The past few years have witnessed the emergence of the new field of Topological Photonics. The first pioneering papers were intended to transfer the concepts of topological insulators from the electronic condensed matter systems to the electromagnetic and photonics settings. This meant transforming fermionic concepts into the bosonic nature of photons. But in the years that followed, many new ideas have emerged, some are universal - making immediate impact of fields beyond photonics, and some are unique to photonic systems. The natural progress in this field is now exemplified by the recent discovery of topological insulator lasers, an idea that started as a quantum simulator and developed all the way to a promising application.

Short bio
Moti Segev is the Robert J. Shillman Distinguished Professor of Physics, at the Technion, Israel. He received his BSc and PhD from the Technion in 1985 and 1990. After postdoc at Caltech, he joined Princeton as Assistant Professor (1994), becoming Associate Professor in 1997, and Professor in 1999. Subsequently, Moti went back to Israel, and in 2009 was appointed as Distinguished Professor.

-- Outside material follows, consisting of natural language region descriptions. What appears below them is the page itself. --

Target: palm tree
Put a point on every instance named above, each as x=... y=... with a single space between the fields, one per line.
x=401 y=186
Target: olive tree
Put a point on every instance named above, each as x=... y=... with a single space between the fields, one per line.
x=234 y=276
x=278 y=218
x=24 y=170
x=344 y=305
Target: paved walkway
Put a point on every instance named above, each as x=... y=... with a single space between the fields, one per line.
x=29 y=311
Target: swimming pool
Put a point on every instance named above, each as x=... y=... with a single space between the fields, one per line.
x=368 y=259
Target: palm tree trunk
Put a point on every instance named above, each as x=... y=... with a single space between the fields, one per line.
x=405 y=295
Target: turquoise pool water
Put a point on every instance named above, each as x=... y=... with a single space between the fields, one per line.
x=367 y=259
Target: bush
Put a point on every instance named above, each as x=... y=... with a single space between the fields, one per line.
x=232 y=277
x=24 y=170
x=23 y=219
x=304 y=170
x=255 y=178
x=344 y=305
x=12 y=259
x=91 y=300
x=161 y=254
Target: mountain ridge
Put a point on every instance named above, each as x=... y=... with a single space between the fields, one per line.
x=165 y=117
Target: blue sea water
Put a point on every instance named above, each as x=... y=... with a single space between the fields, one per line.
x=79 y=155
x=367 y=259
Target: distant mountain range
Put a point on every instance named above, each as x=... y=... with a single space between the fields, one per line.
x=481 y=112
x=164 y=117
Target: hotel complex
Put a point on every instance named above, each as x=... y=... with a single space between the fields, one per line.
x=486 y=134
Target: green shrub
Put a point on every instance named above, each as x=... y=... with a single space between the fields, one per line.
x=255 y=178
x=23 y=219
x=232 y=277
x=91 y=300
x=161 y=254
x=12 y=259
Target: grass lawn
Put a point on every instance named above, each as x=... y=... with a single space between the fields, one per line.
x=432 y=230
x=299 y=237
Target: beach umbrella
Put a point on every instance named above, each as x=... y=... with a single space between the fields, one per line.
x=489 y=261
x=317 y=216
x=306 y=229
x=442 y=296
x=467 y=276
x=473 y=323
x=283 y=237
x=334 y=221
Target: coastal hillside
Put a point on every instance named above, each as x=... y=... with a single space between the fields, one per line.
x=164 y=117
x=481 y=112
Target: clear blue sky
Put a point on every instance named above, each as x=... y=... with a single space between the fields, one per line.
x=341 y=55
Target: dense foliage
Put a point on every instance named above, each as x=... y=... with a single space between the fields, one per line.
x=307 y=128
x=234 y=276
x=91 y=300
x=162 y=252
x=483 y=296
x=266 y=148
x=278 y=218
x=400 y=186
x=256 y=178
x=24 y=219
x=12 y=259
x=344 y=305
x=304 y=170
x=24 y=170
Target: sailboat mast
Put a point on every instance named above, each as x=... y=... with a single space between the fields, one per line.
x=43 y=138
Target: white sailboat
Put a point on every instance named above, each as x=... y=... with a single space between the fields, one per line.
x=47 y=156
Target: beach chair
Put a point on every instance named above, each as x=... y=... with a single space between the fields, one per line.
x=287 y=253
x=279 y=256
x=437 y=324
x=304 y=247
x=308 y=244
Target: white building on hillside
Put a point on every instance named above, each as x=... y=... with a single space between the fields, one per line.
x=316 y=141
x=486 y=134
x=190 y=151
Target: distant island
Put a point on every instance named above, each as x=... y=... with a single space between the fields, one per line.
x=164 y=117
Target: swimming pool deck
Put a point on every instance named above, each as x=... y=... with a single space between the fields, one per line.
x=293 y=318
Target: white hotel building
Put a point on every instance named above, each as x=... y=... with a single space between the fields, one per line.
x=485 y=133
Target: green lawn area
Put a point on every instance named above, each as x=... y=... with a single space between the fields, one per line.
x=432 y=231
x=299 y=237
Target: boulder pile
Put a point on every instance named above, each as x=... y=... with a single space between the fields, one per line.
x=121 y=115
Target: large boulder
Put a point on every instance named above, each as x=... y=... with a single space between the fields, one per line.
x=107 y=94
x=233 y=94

Moti's interests are mainly in nonlinear optics, solitons, sub-wavelength imaging, lasers and quantum electronics, although he finds entertainment in more demanding fields such as basketball and hiking. He is a Fellow of OSA and APS. He has won numerous awards, among them the 2007 Quantum Electronics Prize of the EPS, the 2008 Landau Prize (Israel), the 2009 Max Born Award of the OSA, and the 2014 Arthur Schawlow Prize of the APS. In 2011, he was elected to the Israel Academy of Sciences and Humanities, and in 2014 he won the Israel Prize in Physics (highest honor in Israel). In 2015, Moti was elected to the National Academy of Science (USA) as a foreign associate.
However, above all his personal achievements, he takes pride in the success of his graduate students and postdocs, among them are currently 19 professors in the USA, Germany, Taiwan, Croatia, Italy, India and Israel, and many holding senior R&D positions in the industry.